Fortunately, a good friend of mine (and a veteran of my seders since 1995) took up the task of cooking. She made a grandmother-quality matzoh-ball soup; if you’ve ever had soup prepared by a Jewish grandmother, you know that’s high praise indeed. Instead of my usual roast she made a brisket; I may do that myself when I cook the Passover seder next year.
It was an unusually small seder for one held on a Friday night. Only three people could make it, including me and the cook. It resulted in something that hadn’t happened to me in decades: I was the youngest at the table. I therefore asked the Four Questions. At last, after fifty-something years, I know why this night is different from all other nights!
Though the attendants were few, the conversation was no less lively. “Game of Thrones” took up quite a bit of discussion time. We also discussed the Museum of Cairo’s Eqyptian exhibit, and speculated how Egyptian Jews react to the anti-Egyptian sentiment in the Haggadah.
One of us pointed out something she learned from the History Channel: the animal sacrifices at the Temple in Jerusalem were supposed to act as atonement for sins of the past year. Since the Temple was destroyed, how do Jews atone? As a lapsed Jew, I’m ashamed to admit that I did not immediately know the answer to that question. It’s especially sad because the answer is contained in one of my favorite jokes:
Moshe said, “My rabbi is so pious. The other day, when it was raining, on everyone else’s head there was rain. But in a little circle around my rabbi’s head, there was no rain.”

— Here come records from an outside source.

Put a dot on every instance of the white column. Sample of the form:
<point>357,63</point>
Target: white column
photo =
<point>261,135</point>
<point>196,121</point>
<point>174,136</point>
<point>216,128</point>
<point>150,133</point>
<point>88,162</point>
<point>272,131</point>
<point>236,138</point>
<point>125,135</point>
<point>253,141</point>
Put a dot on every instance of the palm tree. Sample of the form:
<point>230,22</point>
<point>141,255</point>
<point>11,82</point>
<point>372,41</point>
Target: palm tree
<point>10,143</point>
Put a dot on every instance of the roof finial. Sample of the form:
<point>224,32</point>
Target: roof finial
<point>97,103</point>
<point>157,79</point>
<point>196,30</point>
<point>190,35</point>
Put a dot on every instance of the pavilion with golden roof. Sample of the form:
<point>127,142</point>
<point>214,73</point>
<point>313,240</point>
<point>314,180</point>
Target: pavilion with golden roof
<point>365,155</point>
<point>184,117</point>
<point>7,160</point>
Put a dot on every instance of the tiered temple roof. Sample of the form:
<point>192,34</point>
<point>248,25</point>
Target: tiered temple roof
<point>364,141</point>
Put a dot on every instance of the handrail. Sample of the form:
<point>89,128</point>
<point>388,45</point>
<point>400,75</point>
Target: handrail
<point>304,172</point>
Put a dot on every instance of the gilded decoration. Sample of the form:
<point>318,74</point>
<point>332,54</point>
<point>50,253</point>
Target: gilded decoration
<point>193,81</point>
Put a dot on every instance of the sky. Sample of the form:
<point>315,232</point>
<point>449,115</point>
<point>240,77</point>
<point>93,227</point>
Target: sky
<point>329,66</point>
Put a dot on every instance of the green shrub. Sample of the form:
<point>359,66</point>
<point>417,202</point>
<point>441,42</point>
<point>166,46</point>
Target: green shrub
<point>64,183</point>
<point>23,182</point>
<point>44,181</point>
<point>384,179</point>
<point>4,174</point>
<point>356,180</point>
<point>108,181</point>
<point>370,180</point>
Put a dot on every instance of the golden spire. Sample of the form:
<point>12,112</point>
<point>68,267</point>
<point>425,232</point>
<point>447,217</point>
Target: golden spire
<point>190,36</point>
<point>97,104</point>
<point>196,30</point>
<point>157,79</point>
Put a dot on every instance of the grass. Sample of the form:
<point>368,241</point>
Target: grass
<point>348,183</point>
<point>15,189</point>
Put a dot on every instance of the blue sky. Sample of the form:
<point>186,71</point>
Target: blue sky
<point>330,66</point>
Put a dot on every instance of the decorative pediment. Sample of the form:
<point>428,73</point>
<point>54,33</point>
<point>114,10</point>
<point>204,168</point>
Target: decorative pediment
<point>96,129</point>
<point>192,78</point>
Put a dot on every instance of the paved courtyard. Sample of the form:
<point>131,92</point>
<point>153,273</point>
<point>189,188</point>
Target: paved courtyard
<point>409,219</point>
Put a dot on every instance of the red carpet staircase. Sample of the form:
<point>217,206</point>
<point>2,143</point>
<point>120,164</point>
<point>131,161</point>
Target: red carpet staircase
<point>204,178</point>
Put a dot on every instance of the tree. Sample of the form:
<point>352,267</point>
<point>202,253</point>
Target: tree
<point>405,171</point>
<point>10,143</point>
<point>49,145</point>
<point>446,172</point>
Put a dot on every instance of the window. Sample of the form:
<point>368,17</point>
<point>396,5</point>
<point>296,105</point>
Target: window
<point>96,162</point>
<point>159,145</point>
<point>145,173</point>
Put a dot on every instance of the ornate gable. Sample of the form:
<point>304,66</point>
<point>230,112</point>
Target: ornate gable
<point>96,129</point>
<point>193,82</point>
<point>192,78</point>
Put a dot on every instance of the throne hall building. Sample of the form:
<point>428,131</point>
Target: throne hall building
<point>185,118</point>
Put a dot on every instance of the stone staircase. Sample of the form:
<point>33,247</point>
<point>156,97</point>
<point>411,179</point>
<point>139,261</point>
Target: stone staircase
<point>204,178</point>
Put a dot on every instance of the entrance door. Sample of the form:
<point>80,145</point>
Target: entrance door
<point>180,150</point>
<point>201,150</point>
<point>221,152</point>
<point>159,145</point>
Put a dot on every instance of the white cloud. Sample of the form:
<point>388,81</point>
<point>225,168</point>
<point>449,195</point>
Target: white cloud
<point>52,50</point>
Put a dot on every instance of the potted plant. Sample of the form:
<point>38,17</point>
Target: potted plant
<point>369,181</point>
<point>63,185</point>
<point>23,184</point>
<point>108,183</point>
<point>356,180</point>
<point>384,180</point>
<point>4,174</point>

Shlomo replied, “My rabbi is also pious.”
Moshe exclaimed, “Are you kidding? Last Yom Kippur, the most sacred day in the Hebrew calendar, when all Jews are supposed to fast for their sins, your rabbi was seen in the corner deli eating a pastrami sandwich!”
Shlomo said, “You see? On everyone else’s head, it was Yom Kippur. But in a little circle around my rabbi’s head, it was the day after Yom Kippur.”
Next year the Passover seder will be on the night of Wednesday, April 8, 2020. My week-night seders are usually not well-attended. It’s nice to know that, even so, a seder is still a seder. Maybe I will see you there!